One of the benefits of MongoDB is its ability to shard your data set, opening the door to horizontal scaling.  There has been quite a bit written about how sharding works in general.

When setting up sharding for MongoDB, one of the first questions you must answer is “What should I use as my shard key for this collection?”  This is a very important question, and how you choose your shard key determines performance under various conditions.  For example, some shard keys are good for read access, and others are great for heavy writes.

What is a shard key?

A shard key is used to determine which chunk a document will be written to.  MongoDB does a great job at spreading chunks around all your shard servers, and it automatically balances them too.  So if one chunk gets too large, it will split.  If one shard server has too many chunks, some will be migrated off to another server.  It’s like magic.

Things to consider

  • Randomness.  A completely random shard key (i.e. an md5sum) will be excellent for spreading reads and writes across all your shards.  Assuming you can re-generate your shard key when you need to query, then this can be an excellent way to balance your load.

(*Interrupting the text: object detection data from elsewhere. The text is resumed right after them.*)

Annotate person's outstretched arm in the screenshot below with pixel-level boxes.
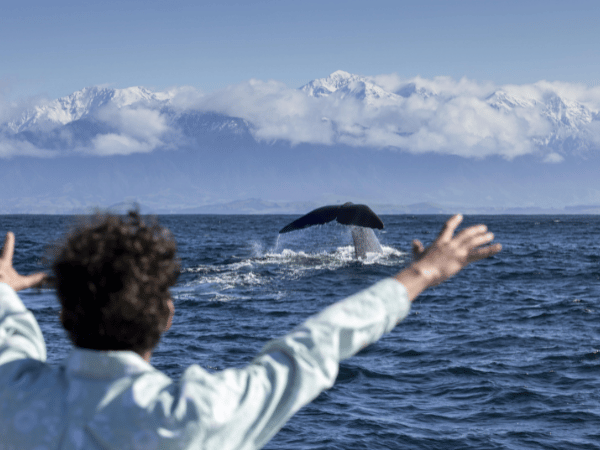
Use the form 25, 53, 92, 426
0, 231, 46, 366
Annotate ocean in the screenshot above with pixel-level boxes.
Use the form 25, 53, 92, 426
0, 215, 600, 450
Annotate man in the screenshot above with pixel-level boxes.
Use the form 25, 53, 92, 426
0, 212, 501, 450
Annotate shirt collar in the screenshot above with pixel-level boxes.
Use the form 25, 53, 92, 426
64, 347, 156, 379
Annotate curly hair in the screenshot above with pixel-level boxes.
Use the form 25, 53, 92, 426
52, 210, 180, 354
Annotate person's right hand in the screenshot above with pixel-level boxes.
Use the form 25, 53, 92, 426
396, 214, 502, 300
0, 231, 46, 291
412, 214, 502, 286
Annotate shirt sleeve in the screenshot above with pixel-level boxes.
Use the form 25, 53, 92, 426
0, 283, 46, 367
177, 278, 410, 450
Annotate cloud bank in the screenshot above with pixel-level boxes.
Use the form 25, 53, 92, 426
0, 71, 600, 163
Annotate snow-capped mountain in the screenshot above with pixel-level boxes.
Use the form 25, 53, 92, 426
0, 70, 600, 157
300, 70, 398, 106
7, 86, 169, 133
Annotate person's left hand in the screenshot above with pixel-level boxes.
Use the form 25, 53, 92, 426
0, 231, 46, 291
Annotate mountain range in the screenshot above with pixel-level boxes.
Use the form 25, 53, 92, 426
0, 71, 600, 213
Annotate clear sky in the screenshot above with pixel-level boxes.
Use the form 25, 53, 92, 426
0, 0, 600, 98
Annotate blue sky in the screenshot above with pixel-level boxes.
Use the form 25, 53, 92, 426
0, 0, 600, 98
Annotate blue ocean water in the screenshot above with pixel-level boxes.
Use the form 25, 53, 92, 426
0, 215, 600, 450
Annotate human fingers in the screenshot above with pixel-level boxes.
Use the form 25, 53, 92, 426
15, 272, 46, 291
468, 244, 502, 263
437, 214, 463, 241
412, 239, 425, 259
1, 231, 15, 263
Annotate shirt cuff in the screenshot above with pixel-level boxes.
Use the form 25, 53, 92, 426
0, 283, 27, 317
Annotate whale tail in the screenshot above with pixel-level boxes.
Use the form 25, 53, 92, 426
279, 202, 383, 258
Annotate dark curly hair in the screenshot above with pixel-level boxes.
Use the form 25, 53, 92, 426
52, 209, 180, 354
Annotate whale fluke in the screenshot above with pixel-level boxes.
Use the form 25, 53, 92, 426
279, 202, 383, 234
279, 202, 383, 258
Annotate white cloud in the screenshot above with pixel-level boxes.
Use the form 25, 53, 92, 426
84, 134, 155, 156
0, 137, 56, 158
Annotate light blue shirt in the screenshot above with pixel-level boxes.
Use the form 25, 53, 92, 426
0, 279, 410, 450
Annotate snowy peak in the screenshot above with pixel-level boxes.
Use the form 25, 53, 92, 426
300, 70, 398, 105
300, 70, 366, 97
8, 86, 171, 133
486, 90, 594, 129
486, 91, 537, 112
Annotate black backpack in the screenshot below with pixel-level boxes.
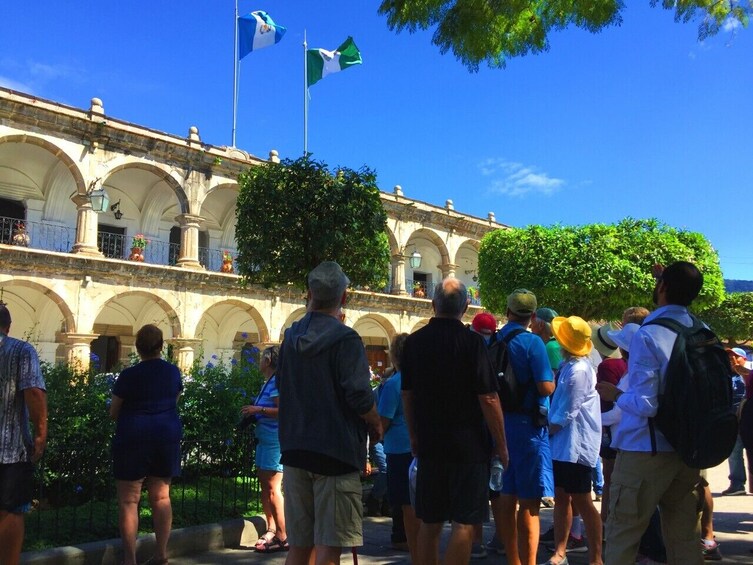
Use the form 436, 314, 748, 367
645, 316, 737, 469
489, 328, 528, 412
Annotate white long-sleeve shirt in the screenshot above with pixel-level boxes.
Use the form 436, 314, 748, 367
549, 357, 601, 467
612, 304, 692, 452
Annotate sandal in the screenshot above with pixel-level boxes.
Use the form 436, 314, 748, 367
541, 555, 568, 565
142, 555, 167, 565
254, 530, 277, 551
256, 536, 290, 553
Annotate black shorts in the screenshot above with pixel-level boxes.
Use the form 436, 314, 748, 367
112, 441, 180, 481
416, 457, 489, 524
552, 461, 593, 494
0, 462, 34, 514
387, 452, 413, 508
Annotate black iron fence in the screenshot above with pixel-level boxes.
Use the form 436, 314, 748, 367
24, 432, 261, 551
0, 217, 76, 253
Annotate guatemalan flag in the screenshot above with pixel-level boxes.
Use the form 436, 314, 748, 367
238, 10, 287, 59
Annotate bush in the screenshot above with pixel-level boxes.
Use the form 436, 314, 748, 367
39, 349, 264, 506
40, 363, 115, 506
179, 348, 264, 476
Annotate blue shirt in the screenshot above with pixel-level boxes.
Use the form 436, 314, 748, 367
497, 322, 554, 418
611, 304, 692, 452
0, 334, 45, 464
254, 375, 280, 435
377, 371, 410, 454
549, 357, 601, 467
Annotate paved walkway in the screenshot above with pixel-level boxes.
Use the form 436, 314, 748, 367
182, 462, 753, 565
23, 462, 753, 565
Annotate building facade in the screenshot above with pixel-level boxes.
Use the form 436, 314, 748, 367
0, 88, 505, 370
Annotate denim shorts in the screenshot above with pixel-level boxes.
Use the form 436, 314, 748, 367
0, 462, 34, 514
254, 424, 282, 473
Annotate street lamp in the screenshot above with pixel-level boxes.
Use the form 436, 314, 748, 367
86, 179, 110, 212
408, 249, 421, 269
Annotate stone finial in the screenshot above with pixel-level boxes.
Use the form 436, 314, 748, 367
89, 98, 105, 116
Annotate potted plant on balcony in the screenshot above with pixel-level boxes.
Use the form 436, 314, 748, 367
413, 281, 426, 298
11, 222, 31, 247
128, 233, 149, 262
220, 251, 233, 273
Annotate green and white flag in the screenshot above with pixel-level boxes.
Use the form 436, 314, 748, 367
306, 37, 363, 86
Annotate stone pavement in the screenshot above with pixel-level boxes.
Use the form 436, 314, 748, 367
22, 462, 753, 565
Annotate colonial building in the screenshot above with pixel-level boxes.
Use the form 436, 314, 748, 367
0, 88, 504, 369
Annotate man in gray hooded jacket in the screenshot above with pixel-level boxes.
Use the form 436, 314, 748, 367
277, 261, 382, 565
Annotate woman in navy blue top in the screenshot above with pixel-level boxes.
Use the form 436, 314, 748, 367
110, 324, 183, 565
241, 345, 289, 553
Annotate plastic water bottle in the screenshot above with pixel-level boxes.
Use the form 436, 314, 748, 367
408, 457, 418, 507
489, 455, 505, 492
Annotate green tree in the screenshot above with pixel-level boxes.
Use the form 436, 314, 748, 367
235, 156, 390, 288
700, 292, 753, 346
379, 0, 752, 71
479, 218, 724, 320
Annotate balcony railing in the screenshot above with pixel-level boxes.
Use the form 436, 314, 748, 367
0, 217, 76, 253
0, 216, 481, 306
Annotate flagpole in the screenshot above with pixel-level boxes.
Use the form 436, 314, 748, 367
303, 29, 309, 157
232, 0, 240, 147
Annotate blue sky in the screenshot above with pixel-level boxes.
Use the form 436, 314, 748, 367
0, 0, 753, 280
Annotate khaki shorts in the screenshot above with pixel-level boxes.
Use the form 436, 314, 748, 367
282, 465, 363, 547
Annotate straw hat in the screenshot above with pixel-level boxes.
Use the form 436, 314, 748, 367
607, 323, 641, 351
552, 316, 593, 357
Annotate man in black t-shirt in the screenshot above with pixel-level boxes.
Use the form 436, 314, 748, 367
401, 278, 508, 565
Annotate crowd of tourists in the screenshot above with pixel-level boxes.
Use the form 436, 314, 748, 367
0, 261, 753, 565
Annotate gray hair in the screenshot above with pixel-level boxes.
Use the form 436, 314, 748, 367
308, 261, 350, 310
261, 345, 280, 370
434, 277, 468, 317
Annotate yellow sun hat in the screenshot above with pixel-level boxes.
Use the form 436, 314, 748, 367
552, 316, 593, 357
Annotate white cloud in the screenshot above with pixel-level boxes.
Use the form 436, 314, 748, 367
0, 75, 34, 94
722, 16, 742, 33
479, 159, 566, 196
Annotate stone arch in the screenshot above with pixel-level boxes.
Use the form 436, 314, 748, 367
194, 298, 269, 358
405, 228, 450, 298
346, 310, 395, 373
279, 306, 306, 341
345, 309, 397, 345
0, 134, 87, 194
0, 278, 76, 362
385, 225, 402, 255
199, 182, 238, 249
92, 290, 183, 340
454, 239, 480, 296
102, 163, 190, 218
406, 228, 450, 264
0, 277, 76, 332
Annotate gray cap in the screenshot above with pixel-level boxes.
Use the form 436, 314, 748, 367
308, 261, 350, 302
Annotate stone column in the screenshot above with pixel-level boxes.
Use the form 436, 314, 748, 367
167, 337, 201, 374
71, 194, 102, 257
439, 263, 458, 279
61, 333, 99, 371
390, 253, 408, 296
175, 214, 204, 270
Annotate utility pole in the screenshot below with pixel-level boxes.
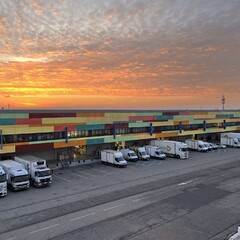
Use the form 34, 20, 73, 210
221, 95, 226, 110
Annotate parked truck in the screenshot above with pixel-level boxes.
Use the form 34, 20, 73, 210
151, 140, 189, 159
14, 155, 52, 187
0, 160, 30, 191
0, 166, 7, 197
144, 145, 166, 159
220, 133, 240, 148
220, 132, 240, 148
130, 146, 150, 161
121, 148, 138, 162
185, 139, 208, 152
101, 149, 127, 167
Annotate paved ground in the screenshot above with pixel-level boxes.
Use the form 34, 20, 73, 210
0, 149, 240, 240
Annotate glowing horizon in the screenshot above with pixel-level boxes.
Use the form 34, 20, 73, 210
0, 0, 240, 109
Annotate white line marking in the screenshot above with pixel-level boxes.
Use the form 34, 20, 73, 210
70, 172, 88, 179
30, 224, 59, 234
92, 169, 107, 173
76, 170, 97, 177
178, 180, 193, 186
104, 203, 125, 211
70, 213, 96, 221
132, 197, 146, 202
53, 174, 71, 182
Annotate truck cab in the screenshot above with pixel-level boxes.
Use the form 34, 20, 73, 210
0, 166, 7, 197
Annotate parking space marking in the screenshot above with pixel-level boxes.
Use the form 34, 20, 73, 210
75, 169, 97, 177
70, 213, 96, 221
53, 174, 72, 182
29, 224, 59, 234
103, 203, 125, 212
69, 172, 88, 179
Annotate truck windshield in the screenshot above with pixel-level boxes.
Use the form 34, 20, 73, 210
36, 169, 52, 177
0, 174, 6, 182
12, 175, 29, 183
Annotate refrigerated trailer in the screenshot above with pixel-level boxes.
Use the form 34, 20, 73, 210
14, 155, 52, 187
0, 166, 7, 197
0, 160, 30, 191
101, 149, 127, 167
151, 140, 189, 159
144, 145, 166, 159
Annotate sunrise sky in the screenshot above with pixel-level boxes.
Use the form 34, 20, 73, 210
0, 0, 240, 109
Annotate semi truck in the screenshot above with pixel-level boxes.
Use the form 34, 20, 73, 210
0, 160, 30, 191
101, 149, 127, 167
144, 145, 166, 159
151, 140, 189, 159
121, 148, 138, 162
0, 166, 7, 197
185, 139, 208, 152
130, 146, 150, 161
220, 133, 240, 148
14, 155, 52, 187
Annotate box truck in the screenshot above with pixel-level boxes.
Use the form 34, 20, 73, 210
101, 149, 127, 167
0, 160, 30, 191
144, 145, 166, 159
14, 155, 52, 187
130, 146, 150, 161
151, 140, 189, 159
220, 133, 240, 148
185, 139, 208, 152
0, 166, 7, 197
121, 148, 138, 162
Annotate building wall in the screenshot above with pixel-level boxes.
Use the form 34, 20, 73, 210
0, 110, 240, 160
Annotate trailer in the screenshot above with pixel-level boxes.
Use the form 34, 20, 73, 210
101, 149, 127, 167
130, 146, 150, 161
0, 166, 7, 197
144, 145, 166, 159
151, 140, 189, 159
121, 148, 138, 162
0, 160, 30, 191
14, 155, 52, 187
185, 139, 208, 152
220, 133, 240, 148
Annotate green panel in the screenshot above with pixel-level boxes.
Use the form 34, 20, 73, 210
128, 121, 150, 128
0, 113, 29, 119
0, 118, 16, 125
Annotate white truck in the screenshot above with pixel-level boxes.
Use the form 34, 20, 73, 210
0, 160, 30, 191
220, 132, 240, 148
121, 148, 138, 162
185, 139, 208, 152
0, 166, 7, 197
101, 149, 127, 167
144, 145, 166, 159
14, 155, 52, 187
151, 140, 189, 159
130, 146, 150, 161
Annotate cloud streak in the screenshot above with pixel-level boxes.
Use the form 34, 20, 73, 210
0, 0, 240, 107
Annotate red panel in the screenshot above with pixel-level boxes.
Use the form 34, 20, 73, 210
16, 118, 42, 125
129, 116, 156, 121
16, 143, 53, 152
54, 125, 76, 132
29, 113, 76, 118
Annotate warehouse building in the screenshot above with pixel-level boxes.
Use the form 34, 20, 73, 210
0, 109, 240, 166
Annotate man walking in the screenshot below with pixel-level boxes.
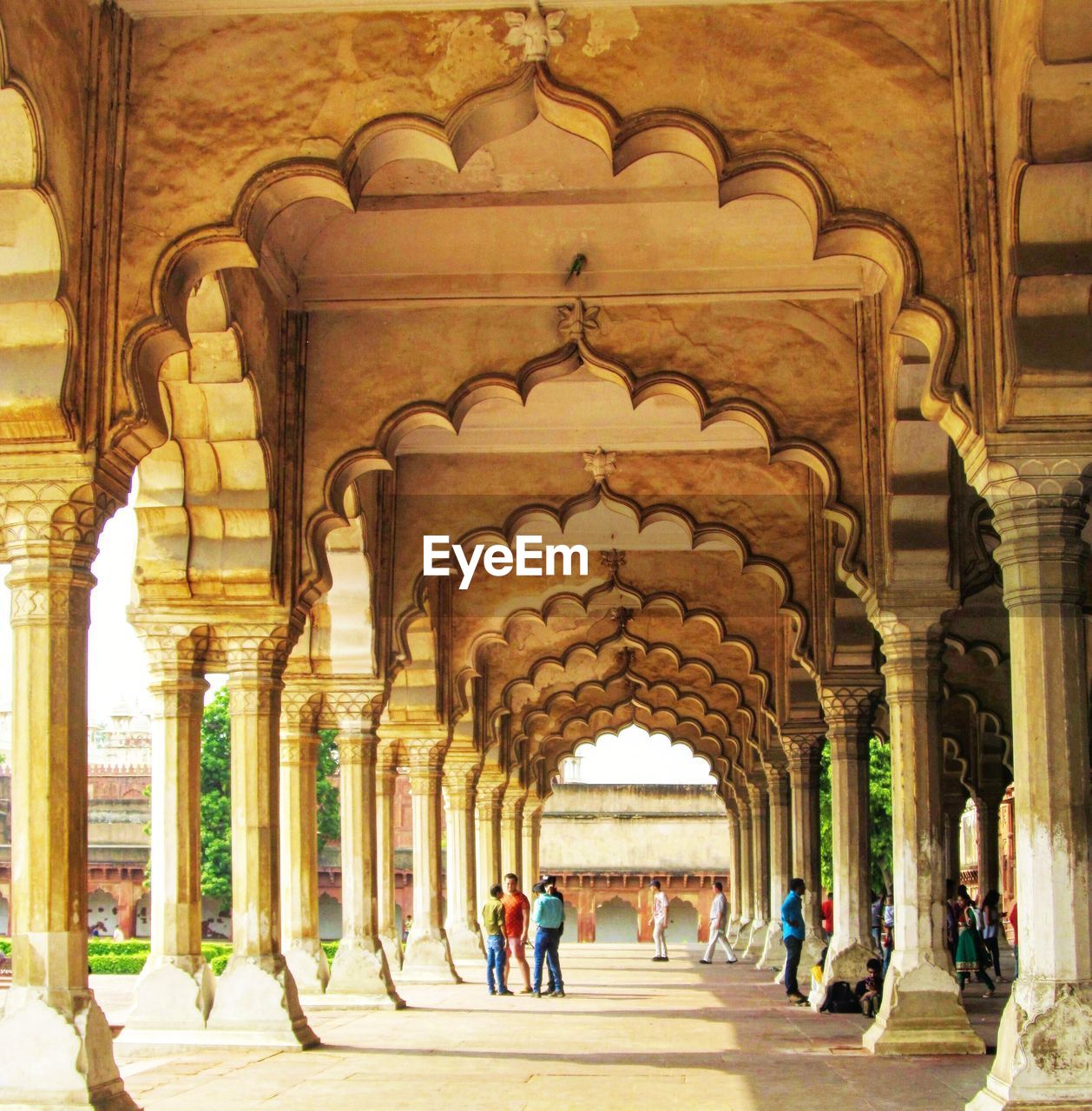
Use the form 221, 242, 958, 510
501, 872, 531, 995
531, 876, 565, 999
701, 880, 738, 964
481, 884, 512, 996
781, 877, 807, 1003
648, 880, 668, 961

    However, keep in mind that in order to benefit from sharding when doing reads, you need to use your shard key in your query.  Otherwise Mongo will need to query all shards.  When you use the shard key in your query, it’s able to jump directly to the correct chunk on the correct shard.  This may be hard to do with a random shard key.

  • Selectivity.  You want to be sure there is enough variation in your shard key values to be useful.  For example, if you’re sharding on log_type which has values of “error”, “warning”, and “notice”, then there will at most be 3 chunks, and they could get very large.  This is not optimal. To improve selectivity, you could use a compound key.

    There really isn’t any problem with having too many values for a shard key.  If you’re sharding on last_name, and you have 20,000 last names, that’s fine.  Mongo can use ranges.  So A-M might be in chunk1, and N-Z might be in chunk2 when you first start.  Eventually, A-Da may be in chunk1, Db-M in chunk2, and N-Z in chunk3.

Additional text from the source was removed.